Das klingt danach, dass Sie nicht viele Investment-Ausschlüsse haben.

Wir haben die Standard-Ausschlüsse mit Tabak, Kohleverstromung ab einem gewissen Anteil usw. Wir haben aber die Möglichkeit, mit einem ESG-Komitee diese nach einer genauen Prüfung aufzuweichen. Denn wir sagen, dass ein Unternehmen, das heute noch eine rote Flagge hat, aber sich auf einem guten Weg befindet, durchaus von uns Mittel bekommen kann.

Werden auch die Produkte grüner?

Wir managen die Kapitalanlage nach unseren ESG-Kriterien. Wenn unsere Kunden und Mitglieder komplett nachhaltige Produkte nachfragen würden, stünden wir bereit.

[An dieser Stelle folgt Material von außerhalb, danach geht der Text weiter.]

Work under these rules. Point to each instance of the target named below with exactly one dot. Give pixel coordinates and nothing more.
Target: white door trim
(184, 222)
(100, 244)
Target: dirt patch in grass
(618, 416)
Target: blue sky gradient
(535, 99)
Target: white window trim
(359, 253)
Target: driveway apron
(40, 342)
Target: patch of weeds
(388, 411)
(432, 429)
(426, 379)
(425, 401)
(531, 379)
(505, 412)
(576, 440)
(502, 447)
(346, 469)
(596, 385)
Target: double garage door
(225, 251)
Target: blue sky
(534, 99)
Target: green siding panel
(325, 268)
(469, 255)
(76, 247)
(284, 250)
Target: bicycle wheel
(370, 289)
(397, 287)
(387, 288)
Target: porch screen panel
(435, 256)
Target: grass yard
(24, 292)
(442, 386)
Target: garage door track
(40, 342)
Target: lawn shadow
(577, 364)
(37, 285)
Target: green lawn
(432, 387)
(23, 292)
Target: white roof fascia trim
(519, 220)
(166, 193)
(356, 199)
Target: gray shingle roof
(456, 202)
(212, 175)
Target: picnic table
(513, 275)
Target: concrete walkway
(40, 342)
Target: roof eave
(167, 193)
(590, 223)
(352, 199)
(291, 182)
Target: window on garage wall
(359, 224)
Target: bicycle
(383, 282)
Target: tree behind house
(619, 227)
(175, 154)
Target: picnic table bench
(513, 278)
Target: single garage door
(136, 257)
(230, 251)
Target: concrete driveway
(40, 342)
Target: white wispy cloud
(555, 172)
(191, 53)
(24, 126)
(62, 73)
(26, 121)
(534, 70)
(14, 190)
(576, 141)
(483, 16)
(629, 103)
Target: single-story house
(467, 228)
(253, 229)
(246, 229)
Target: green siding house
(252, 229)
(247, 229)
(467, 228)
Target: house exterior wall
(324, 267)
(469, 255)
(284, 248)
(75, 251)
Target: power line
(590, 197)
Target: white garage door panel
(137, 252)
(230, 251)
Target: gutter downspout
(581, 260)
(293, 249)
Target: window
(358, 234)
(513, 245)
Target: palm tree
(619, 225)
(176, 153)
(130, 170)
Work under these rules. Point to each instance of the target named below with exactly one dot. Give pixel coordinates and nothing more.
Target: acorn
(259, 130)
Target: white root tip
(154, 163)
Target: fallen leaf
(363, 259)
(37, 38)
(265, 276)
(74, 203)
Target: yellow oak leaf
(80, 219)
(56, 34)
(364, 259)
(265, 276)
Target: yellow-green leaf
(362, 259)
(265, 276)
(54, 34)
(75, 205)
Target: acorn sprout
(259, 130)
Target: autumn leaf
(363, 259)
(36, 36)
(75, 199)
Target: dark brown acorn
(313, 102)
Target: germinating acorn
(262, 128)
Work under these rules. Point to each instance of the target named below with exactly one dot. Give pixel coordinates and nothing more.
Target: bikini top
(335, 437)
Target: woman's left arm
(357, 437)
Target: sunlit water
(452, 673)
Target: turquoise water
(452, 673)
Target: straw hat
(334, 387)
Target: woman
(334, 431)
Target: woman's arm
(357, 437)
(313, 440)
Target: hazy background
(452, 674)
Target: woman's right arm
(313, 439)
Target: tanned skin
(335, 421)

Doch da ist das Interesse eher gering, wie unsere Befragungen gezeigt haben. Ein reines Ökoprodukt nach Artikel 9 der Taxonomie hätte auch den Nachteil, dass der Anlagehorizont derzeit noch sehr eingeschränkt wäre.

Thema Ottonova. Sie sind mit Ihrer Beteiligung an dem digitalen Krankenversicherer bislang nicht wirklich glücklich geworden. Was haben Sie damit vor?

Wir halten diese Beteiligung ja schon einige Jahre und begleiten aus der Ferne die Entwicklung. Wir müssen für uns erkennen, dass die rein digitale Krankenversicherung noch ein wenig Zeit benötigt. Damit wird aber gleichzeitig unser eigenes Geschäftsmodell eines Service-Versicherers bestätigt.

Eine reichlich teure Selbstvergewisserung . . .

Trotzdem halten wir an der Beteiligung fest und haben nicht vor auszusteigen.